MEETING THE RISEN LORD IN GALILEE


EASTER MONDAY

Act 2:14,22-33; Ps 16:1-2,7-11; Mt 28:8-15

Leaving Jerusalem to Galilee

With the Church’s celebration of the resurrection of Jesus Christ commencing with the Easter Vigil, we struggle to receive and assimilate the divine and mysterious gift entrusted to man. It is the greatest thing ever to happen to our nature, the resurrection of the Son of Man from death. The old and sinful human nature cannot accommodate it, for it is a divine reality. Any person who is to encounter it needs a new orientation. Its reception is the birth of a new or regenerated human nature. The women who desired to anoint the dead body of Jesus Christ had what was nearest to the required orientation for the reception of the eternal reality of the Risen Lord. Their desire to see the Lord, dead or alive, made their minds and hearts susceptible to the new and heavenly reality. The desire made them believe the angels with the news of the resurrection of the Lord without any hesitation. They drew the Risen Lord to themselves by their loving desire. “Filled with awe and great joy the women came quickly away from the tomb and ran to tell the disciples.” Their faith in the Good News from the angels prepared them to see the Lord and recognised him. Their desire drew him to them.

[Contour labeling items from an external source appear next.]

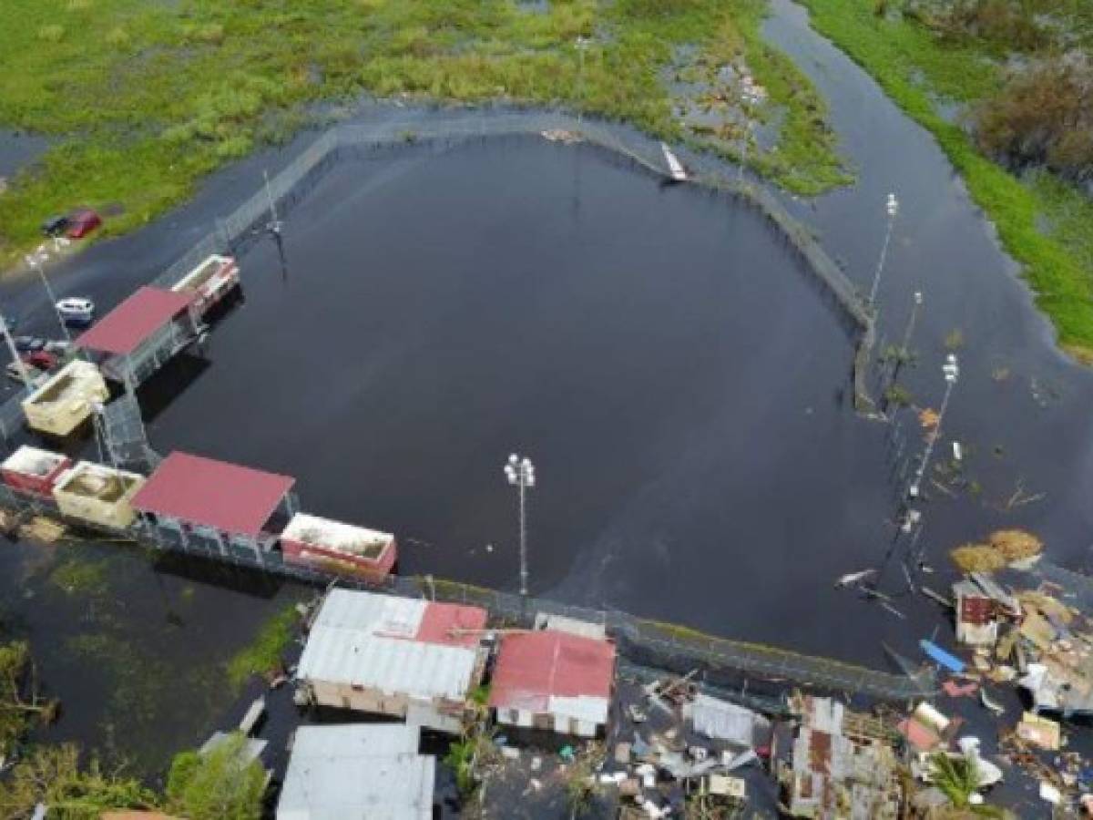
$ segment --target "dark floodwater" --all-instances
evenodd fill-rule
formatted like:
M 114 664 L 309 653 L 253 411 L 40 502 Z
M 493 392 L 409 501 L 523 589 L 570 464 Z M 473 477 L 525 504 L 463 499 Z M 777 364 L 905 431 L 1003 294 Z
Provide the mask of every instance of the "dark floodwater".
M 0 128 L 0 178 L 11 177 L 37 160 L 49 148 L 49 139 Z
M 1025 526 L 1055 559 L 1081 565 L 1093 382 L 1053 349 L 929 136 L 795 7 L 775 8 L 768 35 L 828 96 L 859 171 L 856 186 L 792 207 L 867 283 L 884 196 L 897 191 L 882 332 L 900 338 L 921 290 L 920 363 L 906 374 L 919 402 L 940 400 L 945 336 L 964 339 L 945 429 L 983 492 L 932 492 L 931 557 L 941 565 L 956 542 Z M 119 301 L 302 142 L 92 248 L 56 271 L 58 289 Z M 874 665 L 882 640 L 913 655 L 933 630 L 936 610 L 921 600 L 900 599 L 900 620 L 832 589 L 835 575 L 877 565 L 891 541 L 888 430 L 851 412 L 849 339 L 753 214 L 588 148 L 521 138 L 339 166 L 292 212 L 285 238 L 287 276 L 268 243 L 249 251 L 246 302 L 216 329 L 209 365 L 168 372 L 146 397 L 171 399 L 150 420 L 161 452 L 290 472 L 308 511 L 397 532 L 404 571 L 512 589 L 515 500 L 501 466 L 517 449 L 539 468 L 537 593 Z M 38 290 L 5 300 L 28 327 L 48 329 Z M 1043 499 L 1003 512 L 1019 482 Z M 32 554 L 5 558 L 8 609 L 46 643 L 50 682 L 74 695 L 58 731 L 99 738 L 104 699 L 81 699 L 83 679 L 64 677 L 99 673 L 63 649 L 80 619 L 56 596 L 20 598 L 17 567 Z M 129 569 L 113 595 L 146 609 L 118 620 L 171 669 L 226 657 L 275 606 L 179 581 L 177 595 L 189 587 L 204 620 L 174 641 L 173 598 L 150 591 L 164 576 L 122 554 L 111 560 Z M 205 698 L 191 700 L 211 721 Z M 190 714 L 158 708 L 179 742 L 198 738 Z

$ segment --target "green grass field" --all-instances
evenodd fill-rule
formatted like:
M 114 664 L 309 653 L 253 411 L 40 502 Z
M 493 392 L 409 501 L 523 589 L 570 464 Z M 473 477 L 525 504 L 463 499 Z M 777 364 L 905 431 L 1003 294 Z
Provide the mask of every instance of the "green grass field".
M 764 46 L 762 0 L 8 0 L 0 127 L 55 134 L 0 196 L 0 260 L 75 204 L 131 230 L 220 164 L 361 93 L 583 107 L 680 137 L 661 71 L 681 44 L 742 54 L 788 127 L 754 165 L 787 188 L 845 181 L 823 107 Z M 591 37 L 583 78 L 578 36 Z
M 1093 362 L 1093 204 L 1044 174 L 1020 179 L 972 144 L 937 112 L 935 96 L 976 101 L 997 87 L 997 44 L 951 45 L 908 20 L 879 17 L 874 0 L 803 0 L 813 26 L 872 74 L 929 129 L 994 221 L 1006 249 L 1024 267 L 1036 304 L 1060 344 Z

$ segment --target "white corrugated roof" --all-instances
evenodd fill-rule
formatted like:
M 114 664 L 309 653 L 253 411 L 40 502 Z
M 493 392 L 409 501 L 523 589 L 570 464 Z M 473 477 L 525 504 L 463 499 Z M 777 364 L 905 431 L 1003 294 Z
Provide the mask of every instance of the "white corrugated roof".
M 334 589 L 319 611 L 297 677 L 424 700 L 463 700 L 477 649 L 412 640 L 425 601 Z
M 430 820 L 436 761 L 414 726 L 296 729 L 278 820 Z
M 548 708 L 550 714 L 561 717 L 571 717 L 584 723 L 603 724 L 608 722 L 608 710 L 611 703 L 607 698 L 591 698 L 581 695 L 579 698 L 563 698 L 551 695 Z

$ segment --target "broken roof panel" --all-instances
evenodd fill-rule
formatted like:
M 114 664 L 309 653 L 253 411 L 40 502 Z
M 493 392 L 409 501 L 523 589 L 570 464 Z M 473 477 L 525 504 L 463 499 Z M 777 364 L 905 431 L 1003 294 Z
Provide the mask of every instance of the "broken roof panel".
M 172 453 L 133 496 L 134 508 L 222 532 L 257 536 L 295 479 Z
M 145 285 L 81 333 L 75 344 L 101 353 L 132 353 L 192 300 L 189 293 Z

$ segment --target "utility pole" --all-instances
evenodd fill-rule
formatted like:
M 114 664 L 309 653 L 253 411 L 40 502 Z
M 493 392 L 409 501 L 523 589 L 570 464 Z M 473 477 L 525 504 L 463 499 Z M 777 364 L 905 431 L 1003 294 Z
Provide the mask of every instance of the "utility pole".
M 588 48 L 588 37 L 577 36 L 577 124 L 583 121 L 585 113 L 585 49 Z
M 877 272 L 873 274 L 873 286 L 869 290 L 869 306 L 877 309 L 877 289 L 881 283 L 881 272 L 884 270 L 884 260 L 888 258 L 888 246 L 889 242 L 892 239 L 892 226 L 895 225 L 895 218 L 900 213 L 900 201 L 895 198 L 895 194 L 889 194 L 888 202 L 884 204 L 884 209 L 888 211 L 889 222 L 888 229 L 884 231 L 884 244 L 881 245 L 881 258 L 877 262 Z
M 49 300 L 49 304 L 54 306 L 54 314 L 57 316 L 57 324 L 61 326 L 61 332 L 64 335 L 64 340 L 71 342 L 72 336 L 69 333 L 68 325 L 64 324 L 64 317 L 61 316 L 61 311 L 57 306 L 57 294 L 54 293 L 54 289 L 49 284 L 49 279 L 46 277 L 46 271 L 42 268 L 42 259 L 37 254 L 30 254 L 26 257 L 26 262 L 42 280 L 42 286 L 46 289 L 46 298 Z
M 915 332 L 915 321 L 918 319 L 918 308 L 922 306 L 922 292 L 915 291 L 915 301 L 910 306 L 910 317 L 907 319 L 907 328 L 903 331 L 903 344 L 900 345 L 900 361 L 904 362 L 909 355 L 910 335 Z
M 945 359 L 945 363 L 941 366 L 941 372 L 945 377 L 945 395 L 941 399 L 941 409 L 938 411 L 938 423 L 933 427 L 933 433 L 926 441 L 926 450 L 922 453 L 922 459 L 918 462 L 918 469 L 915 471 L 915 478 L 910 482 L 910 487 L 907 489 L 907 494 L 912 499 L 917 499 L 918 493 L 921 489 L 922 476 L 926 475 L 926 468 L 929 466 L 930 456 L 933 454 L 933 445 L 937 443 L 938 438 L 941 437 L 941 424 L 945 418 L 945 409 L 949 407 L 949 397 L 952 395 L 953 385 L 956 384 L 956 378 L 960 376 L 960 367 L 956 364 L 956 356 L 950 353 Z
M 505 478 L 518 491 L 520 502 L 520 596 L 528 597 L 528 520 L 527 492 L 536 485 L 536 467 L 531 459 L 520 458 L 515 453 L 505 465 Z
M 268 171 L 262 171 L 266 179 L 266 198 L 270 203 L 270 221 L 266 223 L 266 230 L 273 234 L 274 238 L 281 237 L 281 220 L 277 218 L 277 204 L 273 202 L 273 190 L 270 188 L 270 175 Z
M 23 379 L 23 386 L 27 389 L 31 387 L 31 374 L 26 370 L 26 362 L 22 360 L 19 355 L 19 351 L 15 349 L 15 341 L 11 338 L 11 329 L 8 327 L 8 318 L 0 313 L 0 332 L 3 333 L 3 340 L 8 342 L 8 351 L 11 353 L 11 361 L 15 363 L 15 368 L 19 371 L 19 375 Z

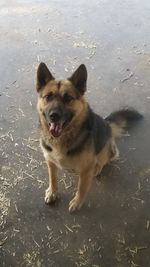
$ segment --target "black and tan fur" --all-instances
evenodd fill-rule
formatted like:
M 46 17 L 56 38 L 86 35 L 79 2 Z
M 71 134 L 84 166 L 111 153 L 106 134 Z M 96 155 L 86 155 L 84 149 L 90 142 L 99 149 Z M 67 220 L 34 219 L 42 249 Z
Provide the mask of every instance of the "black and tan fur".
M 93 177 L 118 156 L 115 138 L 129 123 L 142 118 L 137 111 L 129 109 L 114 112 L 106 119 L 101 118 L 92 111 L 84 97 L 86 82 L 84 65 L 66 80 L 55 80 L 44 63 L 37 70 L 41 148 L 49 173 L 45 202 L 56 200 L 57 170 L 74 171 L 79 175 L 79 181 L 75 197 L 69 203 L 69 211 L 81 208 Z M 54 119 L 51 113 L 58 115 L 57 121 L 63 125 L 57 137 L 49 130 Z

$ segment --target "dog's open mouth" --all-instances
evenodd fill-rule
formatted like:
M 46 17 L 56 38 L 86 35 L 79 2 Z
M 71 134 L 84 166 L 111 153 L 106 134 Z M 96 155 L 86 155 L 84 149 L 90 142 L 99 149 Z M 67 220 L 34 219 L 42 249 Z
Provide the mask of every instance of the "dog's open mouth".
M 51 122 L 49 126 L 49 132 L 54 136 L 54 137 L 59 137 L 62 133 L 63 126 L 60 122 Z

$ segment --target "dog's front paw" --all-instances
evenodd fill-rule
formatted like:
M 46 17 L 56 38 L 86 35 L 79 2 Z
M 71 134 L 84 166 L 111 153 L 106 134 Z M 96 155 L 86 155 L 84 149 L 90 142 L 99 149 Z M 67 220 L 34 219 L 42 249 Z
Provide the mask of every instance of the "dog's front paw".
M 69 212 L 74 212 L 81 208 L 83 203 L 79 200 L 77 196 L 75 196 L 69 203 Z
M 51 188 L 47 188 L 45 191 L 45 203 L 46 204 L 50 204 L 55 202 L 57 198 L 57 193 L 56 192 L 52 192 Z

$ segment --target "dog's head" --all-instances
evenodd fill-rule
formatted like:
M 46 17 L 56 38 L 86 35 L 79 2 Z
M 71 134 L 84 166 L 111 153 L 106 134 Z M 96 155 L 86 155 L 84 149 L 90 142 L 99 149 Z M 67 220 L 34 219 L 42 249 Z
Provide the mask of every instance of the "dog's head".
M 55 80 L 44 63 L 37 70 L 38 112 L 50 135 L 59 137 L 74 121 L 82 120 L 87 103 L 85 65 L 66 80 Z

The joy of the women on receiving the Good News from the angels is similar to that of the newly baptised. They have prepared themselves in various ways to encounter the Lord in the Sacraments. They have learned the Catechisms and scriptures; they believed in the teaching of the Church. The faith is necessary to encounter the Lord in the mysteries of the Church celebrated in the Sacraments. We have also renewed our profession of faith in the Lord, with minds and hearts purified through the Lenten observances, and reawakened our desire for the Lord in prayer and meditations. With the newly baptised, we renew our encounter with the Risen Lord in the mysteries we celebrate in the Sacraments of the Church. With these women of faith filled with joy at the news of the Lord’s resurrection, we encounter the Lord as he comes to us. “And there, coming to meet them, was Jesus. ‘Greetings’ he said. And the women came up to him and, falling down before him, clasped his feet. Then Jesus said to them, ‘Do not be afraid; go and tell my brothers that they must leave for Galilee; they will see me there.’” Did we feel deep joy on receiving our Lord in the proclamation of the word of God at our Easter celebration? Did we fall at his feet as he comes to us in the Sacramental and Eucharistic species? These were brief and highly ritualized events in the Church, that represent our Jerusalem.

The Lord urges us all to go down to Galilee, where he will meet us with the brethren. Galilee is the place of the ordinary things of everyday life. It was in Galilee we lived and conceived the desire and hunger to encounter and worship God in Jerusalem. Though Jerusalem is the place of the Temple of God, it is also a place of denial and abandonment of the Lord; it is a place of his passion and crucifixion. Our experience in the Church can make or mare us; it all depends on our prevalent desires and intentions. In the highly ritualised celebration of the mysteries of Christ in the Church, many lose sight of the presence of God, while others reinforce their awareness of the divine. The apostles lost their faith in the Son of Man, but the women’s faith and desire to see the Lord was undaunted. The Risen Lord promised to come to us in the familiar places. But we must not forget that he will only be recognised by faith and not by the senses we used to know him. The brethren must believe the Good News from the women who encountered him to see him. Peter believed them and encountered the Lord at Galilee. Hence, he witnesses to the people about the risen Lord. “Men of Israel, listen to what I am going to say: Jesus the Nazarene was a man commended to you by God by the miracles and portents and signs that God worked through him when he was among you, as you all know.” The Son of Man continues the miracles and signs among us and through us as we testify to his resurrection in faith and love of the Holy Spirit to each other in Galilee, in our families, where he remains with us. He reveals himself only to the eyes of faith.

Let us pray: O God, who give constant increase to your Church by new offspring, grant that your servants may hold fast in their lives to the Sacrament they have received in faith. Through our Lord Jesus Christ, your Son, who lives and reigns with you in the unity of the Holy Spirit, God, for ever and ever.